From: Michal Piotrowski <michal.k.k.piotrowski@gmail.com>
To: Thomas Gleixner <tglx@linutronix.de>
Cc: Anant Nitya <kernel@prachanda.info>,
linux-kernel@vger.kernel.org, Ingo Molnar <mingo@elte.hu>
Subject: Re: [BUG] local_softirq_pending storm
Date: Tue, 22 May 2007 21:59:42 +0200 [thread overview]
Message-ID: <46534BAE.2010000@googlemail.com> (raw)

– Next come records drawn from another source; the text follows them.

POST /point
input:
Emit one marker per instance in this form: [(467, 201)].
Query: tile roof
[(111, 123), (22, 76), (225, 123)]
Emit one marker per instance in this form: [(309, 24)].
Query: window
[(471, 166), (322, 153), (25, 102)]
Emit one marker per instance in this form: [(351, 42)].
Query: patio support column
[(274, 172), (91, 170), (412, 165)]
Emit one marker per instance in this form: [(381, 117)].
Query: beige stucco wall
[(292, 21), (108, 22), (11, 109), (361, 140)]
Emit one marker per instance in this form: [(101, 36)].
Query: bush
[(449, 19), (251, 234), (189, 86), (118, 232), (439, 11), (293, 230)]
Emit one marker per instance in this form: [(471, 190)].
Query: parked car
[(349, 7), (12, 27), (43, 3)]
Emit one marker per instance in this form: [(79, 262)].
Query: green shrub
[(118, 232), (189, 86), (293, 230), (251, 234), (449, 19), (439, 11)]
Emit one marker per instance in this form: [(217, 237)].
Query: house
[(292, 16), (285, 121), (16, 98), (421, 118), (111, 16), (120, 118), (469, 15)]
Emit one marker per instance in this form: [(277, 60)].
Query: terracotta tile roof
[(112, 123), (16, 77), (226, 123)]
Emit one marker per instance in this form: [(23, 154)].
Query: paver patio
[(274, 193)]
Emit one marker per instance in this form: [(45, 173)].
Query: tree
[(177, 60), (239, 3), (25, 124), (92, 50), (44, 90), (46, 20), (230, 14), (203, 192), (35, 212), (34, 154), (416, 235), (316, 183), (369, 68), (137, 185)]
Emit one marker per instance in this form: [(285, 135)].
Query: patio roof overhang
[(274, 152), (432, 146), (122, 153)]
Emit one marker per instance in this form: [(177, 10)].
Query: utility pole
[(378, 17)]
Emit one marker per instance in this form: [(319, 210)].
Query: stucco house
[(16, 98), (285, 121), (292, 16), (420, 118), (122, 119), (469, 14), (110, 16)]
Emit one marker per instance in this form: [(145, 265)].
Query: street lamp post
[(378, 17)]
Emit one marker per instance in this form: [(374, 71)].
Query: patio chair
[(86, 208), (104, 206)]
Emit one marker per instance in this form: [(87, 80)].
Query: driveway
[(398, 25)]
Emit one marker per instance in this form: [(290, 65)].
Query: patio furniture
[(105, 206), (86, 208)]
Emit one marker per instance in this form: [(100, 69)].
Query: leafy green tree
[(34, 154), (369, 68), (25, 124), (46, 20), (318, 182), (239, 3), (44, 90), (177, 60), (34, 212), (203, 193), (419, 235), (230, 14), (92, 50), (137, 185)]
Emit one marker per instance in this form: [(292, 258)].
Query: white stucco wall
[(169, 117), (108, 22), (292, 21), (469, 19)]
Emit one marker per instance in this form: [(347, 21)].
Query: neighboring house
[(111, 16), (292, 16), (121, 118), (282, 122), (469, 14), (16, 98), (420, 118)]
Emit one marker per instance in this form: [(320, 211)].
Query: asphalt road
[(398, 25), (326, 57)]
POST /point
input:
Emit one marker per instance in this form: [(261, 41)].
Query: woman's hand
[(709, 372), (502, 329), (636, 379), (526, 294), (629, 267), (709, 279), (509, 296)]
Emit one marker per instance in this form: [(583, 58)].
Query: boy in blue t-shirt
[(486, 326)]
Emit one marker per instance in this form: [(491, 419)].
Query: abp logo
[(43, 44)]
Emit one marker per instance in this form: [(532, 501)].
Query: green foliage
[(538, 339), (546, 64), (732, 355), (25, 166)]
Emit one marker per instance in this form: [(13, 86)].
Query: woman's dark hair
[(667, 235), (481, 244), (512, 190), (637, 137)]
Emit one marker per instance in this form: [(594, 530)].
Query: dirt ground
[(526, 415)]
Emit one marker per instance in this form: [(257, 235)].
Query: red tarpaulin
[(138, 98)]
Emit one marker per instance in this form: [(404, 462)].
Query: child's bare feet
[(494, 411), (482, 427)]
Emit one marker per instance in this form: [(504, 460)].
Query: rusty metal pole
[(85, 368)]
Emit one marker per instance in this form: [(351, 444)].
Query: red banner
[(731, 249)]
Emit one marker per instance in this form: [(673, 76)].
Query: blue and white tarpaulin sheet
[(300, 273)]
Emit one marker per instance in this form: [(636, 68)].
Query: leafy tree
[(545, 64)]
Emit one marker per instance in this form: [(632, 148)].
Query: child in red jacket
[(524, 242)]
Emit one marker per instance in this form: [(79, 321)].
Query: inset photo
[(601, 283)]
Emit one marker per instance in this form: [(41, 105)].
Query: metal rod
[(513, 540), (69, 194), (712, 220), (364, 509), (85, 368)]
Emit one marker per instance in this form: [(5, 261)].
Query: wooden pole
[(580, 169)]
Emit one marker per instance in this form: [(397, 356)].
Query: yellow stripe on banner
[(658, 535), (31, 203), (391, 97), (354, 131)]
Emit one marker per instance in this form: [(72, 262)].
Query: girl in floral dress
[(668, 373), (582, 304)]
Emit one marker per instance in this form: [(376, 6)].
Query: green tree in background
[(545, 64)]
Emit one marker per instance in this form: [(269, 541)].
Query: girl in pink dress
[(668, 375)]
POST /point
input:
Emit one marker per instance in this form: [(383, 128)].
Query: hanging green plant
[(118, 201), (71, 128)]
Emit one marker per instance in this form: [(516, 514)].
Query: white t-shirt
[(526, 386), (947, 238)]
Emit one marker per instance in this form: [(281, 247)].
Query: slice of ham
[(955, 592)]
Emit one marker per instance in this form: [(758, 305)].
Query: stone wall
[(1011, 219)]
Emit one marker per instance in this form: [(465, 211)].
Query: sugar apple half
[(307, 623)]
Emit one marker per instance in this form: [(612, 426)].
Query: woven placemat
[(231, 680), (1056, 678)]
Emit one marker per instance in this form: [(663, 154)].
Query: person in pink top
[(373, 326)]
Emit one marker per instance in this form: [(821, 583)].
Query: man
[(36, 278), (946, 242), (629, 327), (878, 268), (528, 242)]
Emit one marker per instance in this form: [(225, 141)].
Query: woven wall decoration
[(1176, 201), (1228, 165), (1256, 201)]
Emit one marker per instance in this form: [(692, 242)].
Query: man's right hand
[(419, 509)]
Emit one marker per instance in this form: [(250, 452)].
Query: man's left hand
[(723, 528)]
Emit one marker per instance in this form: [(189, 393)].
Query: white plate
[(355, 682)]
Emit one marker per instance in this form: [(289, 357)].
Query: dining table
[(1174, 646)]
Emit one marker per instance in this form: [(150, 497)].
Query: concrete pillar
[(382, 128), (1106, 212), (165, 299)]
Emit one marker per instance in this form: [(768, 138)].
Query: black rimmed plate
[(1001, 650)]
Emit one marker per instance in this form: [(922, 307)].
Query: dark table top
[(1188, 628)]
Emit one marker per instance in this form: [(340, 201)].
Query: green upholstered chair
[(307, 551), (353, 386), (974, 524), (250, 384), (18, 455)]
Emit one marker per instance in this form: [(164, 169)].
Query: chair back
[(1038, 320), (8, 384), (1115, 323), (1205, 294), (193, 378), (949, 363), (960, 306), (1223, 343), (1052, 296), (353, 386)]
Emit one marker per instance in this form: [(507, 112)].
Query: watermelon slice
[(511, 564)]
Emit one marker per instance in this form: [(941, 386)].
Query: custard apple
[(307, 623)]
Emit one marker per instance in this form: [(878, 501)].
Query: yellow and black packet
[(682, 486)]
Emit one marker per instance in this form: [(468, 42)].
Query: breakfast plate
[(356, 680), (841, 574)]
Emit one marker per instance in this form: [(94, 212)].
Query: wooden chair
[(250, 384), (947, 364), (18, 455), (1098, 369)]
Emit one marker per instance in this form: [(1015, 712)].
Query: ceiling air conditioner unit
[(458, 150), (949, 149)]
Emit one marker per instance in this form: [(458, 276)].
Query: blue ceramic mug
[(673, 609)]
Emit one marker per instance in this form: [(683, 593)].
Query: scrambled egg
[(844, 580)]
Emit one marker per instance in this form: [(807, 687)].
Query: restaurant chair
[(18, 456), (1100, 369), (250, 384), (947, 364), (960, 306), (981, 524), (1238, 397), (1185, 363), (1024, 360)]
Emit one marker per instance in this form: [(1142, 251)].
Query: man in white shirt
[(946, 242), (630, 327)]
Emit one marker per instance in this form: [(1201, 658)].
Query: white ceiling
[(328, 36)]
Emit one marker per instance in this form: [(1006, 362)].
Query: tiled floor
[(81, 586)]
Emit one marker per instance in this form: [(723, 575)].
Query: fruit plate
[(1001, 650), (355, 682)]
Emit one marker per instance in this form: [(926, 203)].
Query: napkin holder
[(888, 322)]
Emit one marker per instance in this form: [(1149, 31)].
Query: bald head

In-Reply-To: <6bffcb0e0705221203s1ba21ed3j641e91036859db7d@mail.gmail.com>
Michal Piotrowski napisał(a):
> Hi Thomas,
>
> On 20/05/07, Thomas Gleixner <tglx@linutronix.de> wrote:
>> On Sun, 2007-05-20 at 02:53 +0530, Anant Nitya wrote:
>> > > 1 == TASK_INTERRUPTIBLE, so we know that ksoftirqd was not woken
>> up. At
>> > > least it is not a scheduler problem.
>> > >
>> > > I work out a more complex debug patch and pester you to test once I'm
>> > > done.
>> > No problem :)
>>
>> You asked for it :)
>>
>> Please patch 2.6.22-rc2 with
>>
>> http://tglx.de/projects/hrtimers/2.6.22-rc2/patch-2.6.22-rc2-hrt2.patch
>> and
>> http://www.tglx.de/private/tglx/ht-debug/tracer.diff
>>
>> Compile it with the config
>>
>> http://www.tglx.de/private/tglx/ht-debug/config.debug
>>
>> You should find something like:
>>
>> ( swapper-0 |#0): new 67173 us user-latency.
>>
>> along with the familiar "NOHZ ......" message in your log file.
>>
>> Once that happened please do:
>>
>> $ cat /proc/latency_trace >trace.txt
>>
>> compress it and send it to me along with the full dmesg output or put
>> both up to some place, where I can download it.
>>
>> Michal,
>>
>> IIRC you encountered the same P4/HT related wreckage. Can you do the
>> same ?
>
> Good news - I can't reproduce this bug. It's time to remove
> "Subject : 2.6.21-git4 BUG: soft lockup detected on CPU#1!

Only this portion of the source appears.